Sebelum tahun 1859, tidak tersedia data yang jelas mengenai jumlah orang Arab yang bermukim di Hindia Belanda yang menjadi jajahan Belanda. Di dalam catatan statistik resmi pemerintah kolonial, keberadaan mereka dirancukan dengan orang Bengali dan pendatang lain yang beragama Islam.
Situasi ini berubah (mulai 1870), seiring dengan perkembangan pesat teknologi perkapalan sehingga perpindahan orang dari Hadramut menjadi lebih mudah. Maka, pada tahun-tahun itulah awal dari masa yang sepenuhnya baru bagi koloni-koloni Arab yang ada di Indonesia.
Jadi, sebelum diterbitkannya data statistik resmi tersebut, saat itu mengenai jumlah orang Arab di nusantara, khususnya di Jawa, hanya diperoleh dari keterangan kira-kira yang berasal dari cerita orang tua dan tradisi setempat.

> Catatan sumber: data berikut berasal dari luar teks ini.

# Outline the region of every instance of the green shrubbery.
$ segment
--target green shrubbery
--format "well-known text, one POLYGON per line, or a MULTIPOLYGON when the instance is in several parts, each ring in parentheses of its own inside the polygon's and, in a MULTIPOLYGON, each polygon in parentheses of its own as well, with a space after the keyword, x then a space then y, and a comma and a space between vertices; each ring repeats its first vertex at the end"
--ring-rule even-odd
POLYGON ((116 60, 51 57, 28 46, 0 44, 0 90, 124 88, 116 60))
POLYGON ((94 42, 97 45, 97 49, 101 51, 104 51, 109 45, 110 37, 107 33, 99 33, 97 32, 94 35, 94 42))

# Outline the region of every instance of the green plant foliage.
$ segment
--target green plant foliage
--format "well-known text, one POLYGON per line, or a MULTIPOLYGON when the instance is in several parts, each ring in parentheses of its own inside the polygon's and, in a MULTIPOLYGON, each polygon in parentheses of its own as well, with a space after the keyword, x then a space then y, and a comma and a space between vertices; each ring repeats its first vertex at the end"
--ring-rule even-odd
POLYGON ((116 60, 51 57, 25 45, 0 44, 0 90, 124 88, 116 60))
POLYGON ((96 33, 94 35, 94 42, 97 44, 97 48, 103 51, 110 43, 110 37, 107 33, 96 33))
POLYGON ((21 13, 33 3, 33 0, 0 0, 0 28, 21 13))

‘’Hasil penelitian saya mengenai hal itu menunjukkan bahwa orang Arab Handramaut mulai datang secara massal ke nusantara pada tahun-tahun terakhir abad XVIII. Perhatian mereka yang pertama adalah Aceh. Dari sana mereka memilih pergi ke Palembang dan Pontianak,’' tulis LWC van den Berg, penulis buku klasik yang berjudul, Orang Arab di Nusantara.
Orang Arab mulai banyak menetap di Jawa setelah tahun 1820 dan koloni-koloni mereka di bagian timur Nusantara pada 1870. Data statistik pada tahun itu, tercatat jumlah populasi orang Arab dan keturunannya sudah mencapai 10.888 orang. Di Batavia, misalnya, ada 952 orang, Cirebon 816 orang, Tegal 204 orang, Cirebon 816 orang, Pekalongan 608 orang, Semarang 358 orang, dan Surabaya (mencakup Keresidenan Surabayam Gresik, Mojokerto, Sidoarjo, Sidayu) mencapai 1626 orang. Lalu, Yogyakarta 77 orang, Surakarta 42 orang, Madura 979 orang, Kedu (Magelang) 47 orang, Cilacap 7 orang, Purwokerto 3 orang, dan Purbalingga 4 orang.